Chai Time
As part of my birthday celebration this past weekend, some girlfriends and I signed up for chef Chaya Rao’s afternoon Chai Tea class at the Whole Foods Culinary Institute. The price tag ($20) and short time investment (1 ½ hours) fit beautifully with our pre-holiday budget. Chaya is from Bangalore, India, the country’s third most populous city; it’s the capital of the Indian state of Karnataka and known as both “the Garden City of India” for its abundance of green spaces and “the Silicon Valley of India” for its abundance of high-tech industries. It’s also a heavily vegetarian region.

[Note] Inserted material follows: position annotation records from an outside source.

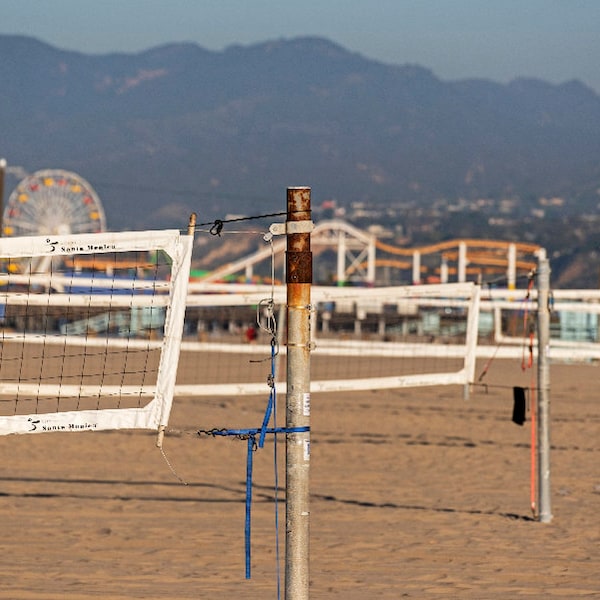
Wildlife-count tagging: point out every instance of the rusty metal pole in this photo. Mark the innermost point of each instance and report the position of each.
(2, 173)
(543, 396)
(298, 280)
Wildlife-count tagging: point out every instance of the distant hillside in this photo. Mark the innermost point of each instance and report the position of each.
(179, 128)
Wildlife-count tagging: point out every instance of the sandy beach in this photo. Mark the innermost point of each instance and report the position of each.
(415, 493)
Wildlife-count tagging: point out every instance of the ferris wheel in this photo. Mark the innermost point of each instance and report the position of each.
(53, 202)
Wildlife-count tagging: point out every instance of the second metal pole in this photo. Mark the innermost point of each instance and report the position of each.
(298, 280)
(543, 396)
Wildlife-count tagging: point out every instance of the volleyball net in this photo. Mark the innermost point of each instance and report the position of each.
(362, 338)
(91, 329)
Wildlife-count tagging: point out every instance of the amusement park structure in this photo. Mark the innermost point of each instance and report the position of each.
(362, 258)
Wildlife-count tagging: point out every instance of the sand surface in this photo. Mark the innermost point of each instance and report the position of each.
(414, 493)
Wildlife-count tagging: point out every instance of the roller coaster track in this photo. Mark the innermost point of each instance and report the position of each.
(357, 249)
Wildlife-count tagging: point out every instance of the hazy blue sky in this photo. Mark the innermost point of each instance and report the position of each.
(555, 40)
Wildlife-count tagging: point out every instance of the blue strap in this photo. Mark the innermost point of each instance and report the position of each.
(247, 528)
(251, 438)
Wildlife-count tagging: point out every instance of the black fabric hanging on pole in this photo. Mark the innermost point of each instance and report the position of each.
(519, 405)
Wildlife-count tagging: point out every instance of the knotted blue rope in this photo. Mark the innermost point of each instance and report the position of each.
(250, 436)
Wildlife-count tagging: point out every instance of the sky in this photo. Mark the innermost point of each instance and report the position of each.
(554, 40)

I enjoyed learning about the culinary anthropology of India as much as I enjoyed watching Chaya prepare tea and a lovely Indian snack called batada vadas, which are potatoes mixed with cilantro, ginger, turmeric, and serranos, which are formed into small balls then fried in a chickpea-flour batter. Crunchy on the outside, soft in the middle, these savory little globes of deliciousness didn’t taste oily at all. The lemongrass-and-basil tea we enjoyed first tasted of jasmine and herbs, and the traditional chai—prepared with Darjeeling black tea, cardamom, cloves, nutmeg, ginger, and milk—proved a perfect way to help ring in another year.